GM dealers having an RSI less than 100, for either car or light duty truck, should also consider whether the use of a state average is fair under their specific market circumstances. There are certainly many states, which have such diversity in consumer preference that a comparison to the performance of other dealers within the same state is unfair. For example, in many metro markets there is a bias by the consuming public toward the purchase of import vehicles. If you are a GM dealer in such a metro market, there is a high likelihood that your RSI score will be below 100 in large part, if not exclusively, because you are being compared to GM dealers in other parts of the state where there is no such import-bias. If there is something unique about the purchasing preferences of the consuming public in your market as compared to other parts of the state, these factors should be set out in a response to GM’s Sales Performance Review.

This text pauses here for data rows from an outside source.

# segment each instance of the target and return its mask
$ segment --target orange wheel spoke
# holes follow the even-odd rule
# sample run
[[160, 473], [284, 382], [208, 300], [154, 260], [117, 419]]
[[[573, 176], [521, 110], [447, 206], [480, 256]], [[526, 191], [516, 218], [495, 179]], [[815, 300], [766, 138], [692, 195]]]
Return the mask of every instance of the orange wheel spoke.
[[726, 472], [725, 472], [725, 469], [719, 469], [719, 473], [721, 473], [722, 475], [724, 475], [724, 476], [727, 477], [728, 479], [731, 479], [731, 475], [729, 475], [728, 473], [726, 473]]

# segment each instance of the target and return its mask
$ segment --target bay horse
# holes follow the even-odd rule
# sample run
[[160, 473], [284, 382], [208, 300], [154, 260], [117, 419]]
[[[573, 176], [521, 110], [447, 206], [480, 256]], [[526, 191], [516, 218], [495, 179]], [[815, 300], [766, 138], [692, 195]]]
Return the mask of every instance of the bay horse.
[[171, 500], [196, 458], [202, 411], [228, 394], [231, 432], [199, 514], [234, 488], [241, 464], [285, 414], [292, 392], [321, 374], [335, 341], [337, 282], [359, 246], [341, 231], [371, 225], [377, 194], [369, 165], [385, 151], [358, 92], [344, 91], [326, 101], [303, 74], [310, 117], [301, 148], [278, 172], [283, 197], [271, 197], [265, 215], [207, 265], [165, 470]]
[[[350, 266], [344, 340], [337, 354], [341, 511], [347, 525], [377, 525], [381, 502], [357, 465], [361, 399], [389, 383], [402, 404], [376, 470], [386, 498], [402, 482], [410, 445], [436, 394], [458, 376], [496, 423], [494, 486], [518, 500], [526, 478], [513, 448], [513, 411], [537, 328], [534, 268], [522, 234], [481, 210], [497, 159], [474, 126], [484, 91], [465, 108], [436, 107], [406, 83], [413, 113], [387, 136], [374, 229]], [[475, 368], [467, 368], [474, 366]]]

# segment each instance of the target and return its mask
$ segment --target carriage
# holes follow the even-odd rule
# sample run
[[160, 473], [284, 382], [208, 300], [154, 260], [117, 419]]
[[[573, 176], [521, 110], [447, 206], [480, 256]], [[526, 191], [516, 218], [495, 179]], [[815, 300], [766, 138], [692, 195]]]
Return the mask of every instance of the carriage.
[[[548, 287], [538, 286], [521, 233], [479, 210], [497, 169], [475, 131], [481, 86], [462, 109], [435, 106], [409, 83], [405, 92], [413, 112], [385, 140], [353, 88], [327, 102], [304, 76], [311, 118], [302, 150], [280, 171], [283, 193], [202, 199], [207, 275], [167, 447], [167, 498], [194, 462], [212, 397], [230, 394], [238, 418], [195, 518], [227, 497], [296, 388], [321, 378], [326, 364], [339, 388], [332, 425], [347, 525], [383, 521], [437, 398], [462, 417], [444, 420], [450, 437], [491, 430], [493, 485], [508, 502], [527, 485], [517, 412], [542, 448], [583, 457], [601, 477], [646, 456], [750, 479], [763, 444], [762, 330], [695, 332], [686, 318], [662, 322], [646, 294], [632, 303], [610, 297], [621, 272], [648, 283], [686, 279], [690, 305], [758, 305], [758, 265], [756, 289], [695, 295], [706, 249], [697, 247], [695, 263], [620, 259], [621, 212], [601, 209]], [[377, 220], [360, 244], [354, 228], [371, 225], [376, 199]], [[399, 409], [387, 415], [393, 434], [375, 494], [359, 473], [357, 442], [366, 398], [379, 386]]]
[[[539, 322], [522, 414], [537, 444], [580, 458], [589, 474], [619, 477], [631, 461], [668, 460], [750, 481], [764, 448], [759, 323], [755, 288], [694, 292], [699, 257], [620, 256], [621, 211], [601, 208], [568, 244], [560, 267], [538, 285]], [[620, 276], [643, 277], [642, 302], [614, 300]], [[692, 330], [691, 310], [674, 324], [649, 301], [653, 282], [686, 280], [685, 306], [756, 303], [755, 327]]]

One additional example of unique circumstances within a dealer’s market and outside of the dealer’s control, which is particularly poignant for GM dealers, is construction of an Essential Brand Elements compliant facility. GM’s RSI formula fails to take into account the disruption caused by construction at a dealership. We have GM dealers who have recently completed an EBE upgrade to their facilities at great cost to them only to have GM send them a Sales Performance Review showing their sales performance is less than satisfactory. These are facility upgrades, mind you, that GM insists that dealers make to their facilities! But for that insistence and the incentives tied to compliance with the EBE guidelines, most GM dealers would not see the need to renovate their facilities. So, for GM dealers who have conducted any significant facility construction during the first six months of 2011 and who have an RSI score of less than 100 in either car or light duty truck, we strongly recommend that a written response to the review include a description of the inconvenience to customers caused by the construction.
We have little doubt that the “new” GM is nothing more than the proverbial “lipstick on a pig” as compared to the “old” GM. Don’t be fooled by the lipstick, new GM would be more than happy to run dealers out of their franchise who they perceive are costing GM lost sales opportunities. GM, like most manufacturers, believes they always know best how a dealership is to be run and uses the arbitrary RSI formula to keep constant pressure on the dealer body without any consideration for a dealer’s specific market circumstances.